Patrick Mertens and Erin Durga have a story to share, bound by kindness and compassion.

Mertens, a 64-year-old high school custodian at Kimball Elementary School in Kimball, Minn., needed a kidney donor earlier this year. What began as a Facebook post by Mertens’ daughter, Kayla, eventually spawned a call to action from Durga, a third-grade teacher at the same school.

She could have given him money to help with costs of his dialysis. Instead, she offered him one of her kidneys.

“I felt in my heart, from the very beginning, that this was my thing,” Durga, a mother of three, told The Washington Post. “Once I decided that, yes, I’m going to donate to Pat, I felt really good about it, and I was at peace with it throughout the entire thing.”

Mertens and Durga first met in 2011 after she began teaching at Kimball Elementary School. They developed a strong bond, with chats focused on children.
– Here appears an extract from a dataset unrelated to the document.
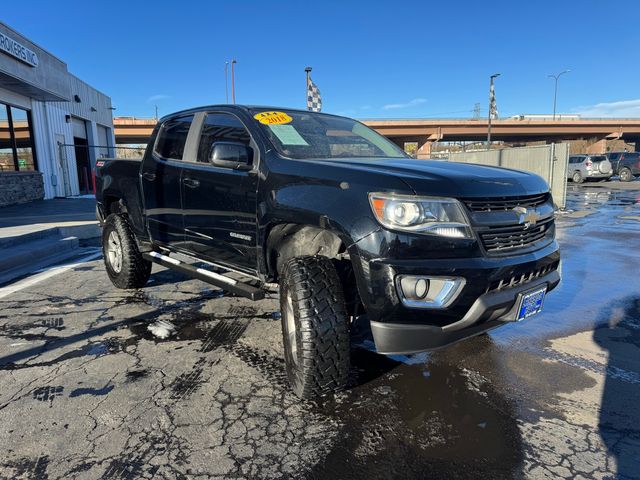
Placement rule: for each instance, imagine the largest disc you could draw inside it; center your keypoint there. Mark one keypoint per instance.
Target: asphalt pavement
(88, 390)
When Durga learned that Mertens’ wife ran a day-care facility, she sent her son, Rhone, there.

The connection grew deeper on July 3, when Mertens drove to M Health Fairview University of Minnesota Medical Center in Minneapolis for the procedure. Durga was able to calm his fears by talking to him before the surgery, which was successful.

“I told Erin, when I first woke up out of surgery, it was nothing I’ve ever felt before,” he told The Post. “It was a new life.”

They have stayed in touch, of course.

Mertens sent Durga flowers at Thanksgiving and still calls her often to thank her for her compassionate act of kindness.

“She’s our miracle, our angel,” said Lynda Mertens, Patrick’s wife. “We’ll forever be grateful for her.”